A rare set of giant panda triplets was born at a Guangzhou, China, zoo. Although the cubs were born on July 29, zoo officials waited nearly two weeks to announce the birth. A zoo representative confirmed all three cubs are currently healthy and thriving.
As giant pandas remain critically endangered, the cubs were conceived through China’s “artificial breeding program.” The new mother, Ju Xiao, was closely monitored throughout her entire pregnancy.
As reported by ABC News, the panda triplets were born over a period of 12 hours. Following the birth, the newborn cubs were assessed and placed in an incubator. Although they have very little fur, and their eyes are sill closed, the panda cubs are moving around and holding themselves up on their arms.
The unnamed cubs are specifically rare, as they are the fourth known set of triplets born through the artificial insemination program. Survival of more than one cub is even more rare.
According to the National Zoo, giant pandas only ovulate once per year — for a period of two to three days. The mother generally carries the cubs for up to five months before giving birth. Although multiple births are not uncommon, “usually only one survives.”
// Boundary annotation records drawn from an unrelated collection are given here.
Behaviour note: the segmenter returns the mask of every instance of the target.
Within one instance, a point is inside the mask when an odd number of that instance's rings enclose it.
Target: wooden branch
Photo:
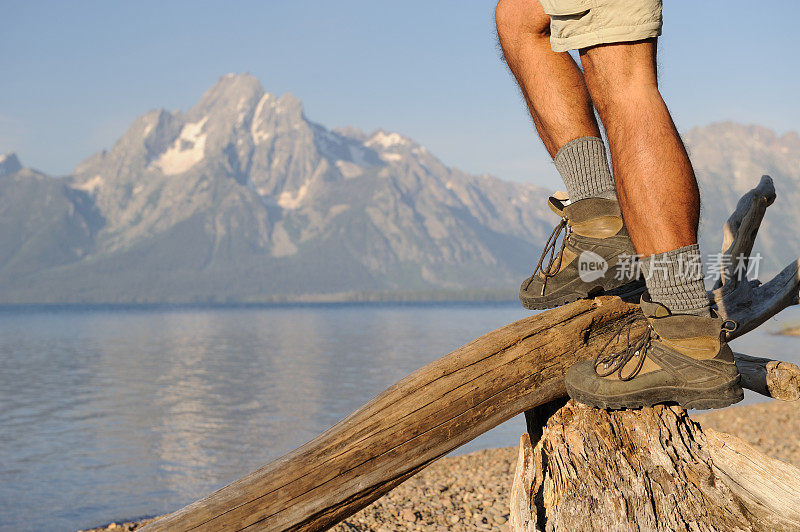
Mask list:
[[[522,435],[517,467],[513,532],[800,529],[800,469],[678,407],[570,401],[535,447]]]
[[[742,387],[780,401],[800,399],[800,368],[791,362],[734,353]]]
[[[437,458],[566,396],[564,373],[594,357],[637,305],[578,301],[506,325],[412,373],[299,449],[144,530],[320,530]]]
[[[719,286],[734,278],[737,257],[745,257],[744,265],[747,266],[746,259],[753,251],[756,234],[764,219],[764,213],[767,212],[767,207],[775,201],[775,197],[775,185],[772,183],[772,178],[768,175],[761,176],[758,186],[741,197],[736,205],[736,210],[725,222],[722,228],[722,253],[728,255],[732,261],[723,269]],[[746,267],[745,271],[747,271]]]
[[[753,250],[764,213],[775,197],[772,178],[762,176],[758,186],[742,196],[723,227],[722,253],[730,258],[730,262],[723,268],[720,281],[710,297],[721,316],[738,324],[729,339],[752,331],[786,307],[796,305],[800,297],[800,259],[764,285],[736,275],[739,256],[745,257],[744,271],[747,271],[747,258]]]
[[[705,431],[714,472],[760,530],[800,530],[800,469],[730,434]]]
[[[764,285],[736,275],[774,200],[772,180],[763,176],[724,228],[722,250],[732,260],[711,296],[720,315],[738,324],[729,338],[798,303],[800,261]],[[795,364],[734,356],[743,387],[800,398]],[[520,442],[514,532],[800,529],[800,470],[733,436],[703,433],[678,407],[608,412],[570,402],[534,431],[541,434],[535,447],[528,434]]]

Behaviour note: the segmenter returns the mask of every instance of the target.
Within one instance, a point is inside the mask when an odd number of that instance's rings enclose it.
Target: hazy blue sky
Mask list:
[[[800,124],[800,2],[665,0],[662,89],[680,129]],[[66,174],[149,109],[227,72],[328,127],[410,135],[473,173],[555,186],[499,59],[494,2],[0,0],[0,152]]]

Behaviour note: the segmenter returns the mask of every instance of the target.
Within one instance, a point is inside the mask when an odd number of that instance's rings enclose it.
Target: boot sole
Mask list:
[[[713,388],[684,388],[661,386],[629,394],[599,396],[577,390],[567,384],[567,392],[574,400],[607,410],[638,409],[658,404],[677,404],[685,409],[725,408],[744,399],[740,385],[741,376]]]
[[[547,310],[568,305],[579,299],[594,299],[598,296],[619,296],[625,301],[631,300],[634,303],[638,303],[638,296],[642,295],[645,289],[644,281],[637,280],[618,286],[617,288],[612,288],[611,290],[606,290],[602,286],[596,286],[591,290],[570,292],[561,296],[554,295],[548,298],[530,297],[520,294],[519,300],[522,306],[528,310]]]

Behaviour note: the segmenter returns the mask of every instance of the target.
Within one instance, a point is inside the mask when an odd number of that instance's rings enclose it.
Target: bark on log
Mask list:
[[[514,532],[799,530],[800,469],[679,407],[570,401],[523,434],[510,504]]]
[[[765,177],[750,203],[763,201],[771,186]],[[749,207],[740,210],[731,217],[731,245],[749,252],[748,231],[760,217],[748,215]],[[723,314],[739,323],[731,337],[798,302],[797,264],[764,286],[733,285],[714,292]],[[634,312],[637,305],[600,297],[492,331],[412,373],[302,447],[145,530],[324,529],[503,421],[565,397],[566,370],[593,358],[616,322]],[[762,375],[766,365],[747,366],[753,378],[746,381],[774,393]]]

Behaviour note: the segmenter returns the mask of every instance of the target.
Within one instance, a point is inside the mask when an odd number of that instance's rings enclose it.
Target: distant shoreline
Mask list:
[[[179,301],[179,302],[40,302],[0,303],[0,312],[40,312],[69,310],[184,310],[184,309],[270,309],[270,308],[327,308],[347,306],[450,306],[450,305],[505,305],[517,303],[516,297],[507,294],[476,297],[365,297],[352,299],[275,299],[264,301]]]
[[[734,406],[692,412],[691,417],[704,429],[733,434],[767,456],[800,466],[800,442],[794,437],[800,429],[796,402]],[[507,530],[508,490],[516,460],[516,447],[444,457],[332,530]],[[153,519],[117,521],[87,532],[128,532]]]

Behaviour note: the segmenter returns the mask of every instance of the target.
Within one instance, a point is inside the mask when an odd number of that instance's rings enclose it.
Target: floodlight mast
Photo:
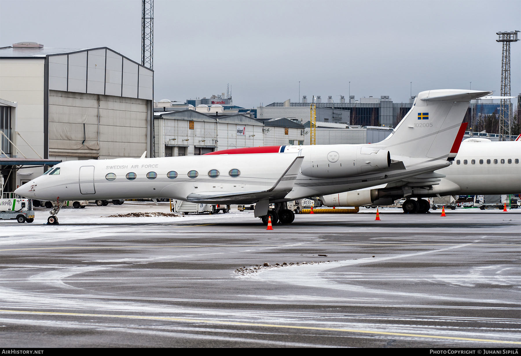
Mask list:
[[[153,69],[154,0],[143,0],[141,32],[141,64]]]
[[[503,42],[501,57],[501,96],[510,96],[510,43],[516,42],[517,32],[496,32],[499,39],[496,42]],[[499,109],[499,139],[511,141],[510,137],[510,99],[502,99]]]

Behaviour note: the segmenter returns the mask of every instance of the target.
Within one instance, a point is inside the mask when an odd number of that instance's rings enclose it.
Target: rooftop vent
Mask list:
[[[42,48],[43,47],[43,45],[40,44],[38,42],[30,42],[26,41],[23,42],[17,42],[16,43],[13,43],[13,48],[20,47],[28,48]]]

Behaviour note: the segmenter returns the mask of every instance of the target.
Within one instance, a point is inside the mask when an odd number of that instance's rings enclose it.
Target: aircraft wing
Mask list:
[[[250,204],[259,200],[280,199],[291,191],[304,157],[295,158],[273,187],[266,190],[250,192],[200,192],[192,193],[187,197],[187,200],[192,203],[205,204]]]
Young panda cubs often spend several years with their mother. Therefore, giant pandas rarely breed more than once every two years. Female pandas remain fertile for an average of eight years. However, in the wild, “she may successfully raise only five to eight cubs.”
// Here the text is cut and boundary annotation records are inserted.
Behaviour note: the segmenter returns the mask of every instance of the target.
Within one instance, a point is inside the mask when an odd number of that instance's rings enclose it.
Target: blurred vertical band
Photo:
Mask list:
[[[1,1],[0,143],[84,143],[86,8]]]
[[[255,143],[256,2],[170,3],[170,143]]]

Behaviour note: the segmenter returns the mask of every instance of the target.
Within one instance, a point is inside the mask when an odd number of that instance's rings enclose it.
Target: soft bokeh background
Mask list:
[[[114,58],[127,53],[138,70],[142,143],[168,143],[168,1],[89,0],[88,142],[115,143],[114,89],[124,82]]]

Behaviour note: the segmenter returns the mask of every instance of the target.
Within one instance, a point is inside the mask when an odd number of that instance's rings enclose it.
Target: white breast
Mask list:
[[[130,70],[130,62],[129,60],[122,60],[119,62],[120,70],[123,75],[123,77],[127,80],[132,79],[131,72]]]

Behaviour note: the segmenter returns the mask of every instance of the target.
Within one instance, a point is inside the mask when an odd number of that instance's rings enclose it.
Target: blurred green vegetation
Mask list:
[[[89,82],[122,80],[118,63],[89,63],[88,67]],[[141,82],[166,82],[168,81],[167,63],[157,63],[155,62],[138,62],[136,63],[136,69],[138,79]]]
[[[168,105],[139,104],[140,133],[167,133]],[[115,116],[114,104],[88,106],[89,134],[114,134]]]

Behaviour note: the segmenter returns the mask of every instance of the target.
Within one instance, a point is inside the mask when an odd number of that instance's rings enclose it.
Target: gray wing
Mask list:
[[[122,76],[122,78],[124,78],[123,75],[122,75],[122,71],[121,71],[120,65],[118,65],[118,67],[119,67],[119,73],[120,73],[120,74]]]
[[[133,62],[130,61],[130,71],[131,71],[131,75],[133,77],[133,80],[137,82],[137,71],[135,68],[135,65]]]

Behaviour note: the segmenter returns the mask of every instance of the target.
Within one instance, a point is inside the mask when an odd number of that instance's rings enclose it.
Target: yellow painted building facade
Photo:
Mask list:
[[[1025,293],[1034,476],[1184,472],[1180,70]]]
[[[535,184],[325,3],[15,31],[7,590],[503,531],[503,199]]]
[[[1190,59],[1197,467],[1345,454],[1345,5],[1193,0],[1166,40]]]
The World Conservation Union has included the giant panda on the Red List of Threatened Species. An estimated 1,600 giant pandas remain in the wild — fewer than 400 are currently living in zoos and conservation centers worldwide.
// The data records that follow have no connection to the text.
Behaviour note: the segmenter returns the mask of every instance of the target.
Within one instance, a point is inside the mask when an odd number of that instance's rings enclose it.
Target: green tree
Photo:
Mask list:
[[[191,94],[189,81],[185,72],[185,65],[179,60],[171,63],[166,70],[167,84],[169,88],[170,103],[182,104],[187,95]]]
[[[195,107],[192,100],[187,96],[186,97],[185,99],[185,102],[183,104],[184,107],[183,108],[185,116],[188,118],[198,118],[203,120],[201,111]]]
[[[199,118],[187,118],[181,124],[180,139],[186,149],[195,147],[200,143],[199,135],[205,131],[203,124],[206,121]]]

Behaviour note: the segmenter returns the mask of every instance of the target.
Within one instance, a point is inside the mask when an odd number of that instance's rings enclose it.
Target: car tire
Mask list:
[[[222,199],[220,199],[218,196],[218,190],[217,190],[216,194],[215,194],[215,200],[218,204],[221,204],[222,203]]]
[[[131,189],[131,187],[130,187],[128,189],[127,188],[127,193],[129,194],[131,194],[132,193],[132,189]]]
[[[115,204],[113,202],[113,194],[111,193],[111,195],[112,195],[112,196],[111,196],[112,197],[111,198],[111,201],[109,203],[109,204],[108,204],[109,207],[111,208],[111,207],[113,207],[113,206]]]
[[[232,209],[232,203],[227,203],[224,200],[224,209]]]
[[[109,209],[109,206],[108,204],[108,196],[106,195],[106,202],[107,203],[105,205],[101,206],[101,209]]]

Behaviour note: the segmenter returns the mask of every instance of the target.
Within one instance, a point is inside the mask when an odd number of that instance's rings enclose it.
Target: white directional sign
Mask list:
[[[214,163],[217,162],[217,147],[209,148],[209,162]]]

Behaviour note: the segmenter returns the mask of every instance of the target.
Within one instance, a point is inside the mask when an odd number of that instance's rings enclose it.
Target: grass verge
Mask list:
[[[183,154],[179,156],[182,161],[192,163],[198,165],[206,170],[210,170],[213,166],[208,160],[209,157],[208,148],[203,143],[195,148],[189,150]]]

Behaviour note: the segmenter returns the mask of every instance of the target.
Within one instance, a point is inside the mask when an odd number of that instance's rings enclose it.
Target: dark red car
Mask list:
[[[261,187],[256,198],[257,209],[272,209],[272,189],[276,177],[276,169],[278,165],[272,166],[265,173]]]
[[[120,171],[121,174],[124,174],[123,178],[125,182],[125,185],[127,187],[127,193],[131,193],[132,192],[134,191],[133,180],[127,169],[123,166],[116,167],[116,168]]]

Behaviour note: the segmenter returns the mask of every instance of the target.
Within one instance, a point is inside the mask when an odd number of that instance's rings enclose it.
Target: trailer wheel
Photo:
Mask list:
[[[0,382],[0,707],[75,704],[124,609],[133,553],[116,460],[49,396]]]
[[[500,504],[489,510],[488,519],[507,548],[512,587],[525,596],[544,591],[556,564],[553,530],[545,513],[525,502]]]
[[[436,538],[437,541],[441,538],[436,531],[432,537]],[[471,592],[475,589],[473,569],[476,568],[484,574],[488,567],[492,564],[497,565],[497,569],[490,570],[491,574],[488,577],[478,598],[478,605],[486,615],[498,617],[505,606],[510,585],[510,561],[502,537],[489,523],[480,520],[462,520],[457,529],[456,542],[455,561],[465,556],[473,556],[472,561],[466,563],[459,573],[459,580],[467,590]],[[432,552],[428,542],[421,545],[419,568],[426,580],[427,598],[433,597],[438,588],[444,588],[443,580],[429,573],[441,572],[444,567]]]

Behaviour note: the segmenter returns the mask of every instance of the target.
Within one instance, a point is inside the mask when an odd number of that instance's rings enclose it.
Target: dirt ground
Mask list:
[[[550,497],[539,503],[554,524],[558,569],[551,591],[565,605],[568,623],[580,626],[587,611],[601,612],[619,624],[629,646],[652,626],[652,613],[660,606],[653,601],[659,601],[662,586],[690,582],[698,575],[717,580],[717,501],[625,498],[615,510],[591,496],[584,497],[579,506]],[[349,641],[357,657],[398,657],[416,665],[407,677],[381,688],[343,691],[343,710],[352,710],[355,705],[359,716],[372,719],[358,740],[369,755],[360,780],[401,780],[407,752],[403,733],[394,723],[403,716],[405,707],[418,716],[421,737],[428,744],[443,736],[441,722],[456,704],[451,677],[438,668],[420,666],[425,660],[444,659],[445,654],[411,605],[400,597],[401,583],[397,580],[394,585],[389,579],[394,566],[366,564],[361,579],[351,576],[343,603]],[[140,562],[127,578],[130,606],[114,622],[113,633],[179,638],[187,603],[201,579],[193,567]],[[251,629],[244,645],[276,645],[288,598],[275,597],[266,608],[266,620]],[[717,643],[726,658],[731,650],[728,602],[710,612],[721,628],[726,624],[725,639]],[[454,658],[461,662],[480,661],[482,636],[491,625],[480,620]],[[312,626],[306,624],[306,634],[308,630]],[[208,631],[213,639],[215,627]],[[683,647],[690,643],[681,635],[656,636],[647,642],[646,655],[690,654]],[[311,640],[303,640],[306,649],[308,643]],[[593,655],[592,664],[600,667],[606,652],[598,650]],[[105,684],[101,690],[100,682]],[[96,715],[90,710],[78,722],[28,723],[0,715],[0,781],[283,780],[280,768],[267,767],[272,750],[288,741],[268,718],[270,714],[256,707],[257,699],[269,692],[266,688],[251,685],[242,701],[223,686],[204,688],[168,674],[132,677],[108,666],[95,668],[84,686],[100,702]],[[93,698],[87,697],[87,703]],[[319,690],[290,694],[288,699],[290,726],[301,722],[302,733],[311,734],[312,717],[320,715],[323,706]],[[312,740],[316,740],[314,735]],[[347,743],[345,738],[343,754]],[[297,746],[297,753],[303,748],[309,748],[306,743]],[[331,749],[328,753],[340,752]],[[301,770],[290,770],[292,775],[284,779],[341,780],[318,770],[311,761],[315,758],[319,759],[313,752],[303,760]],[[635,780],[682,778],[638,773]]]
Although they previously thrived the lowlands of Central China, giant pandas were eventually forced to migrate into the mountains. Their natural habitat is under constant threat due to deforestation.
The Guangzhou zoo’s panda triplets underline the continued success of China’s breeding program. The cubs currently weigh between 8 and 12 ounces, and are expected to survive to adulthood.
In addition to being incredibly cute, the cubs offer hope for China’s unofficial mascot. With a specific focus on endangered species, breeding programs are expected to increase populations and decrease the possibility of total extinction.
Although the panda triplets were born nearly two weeks ago, they have not been named. Zoo officials have promised to provide updates and photos as the cubs progress.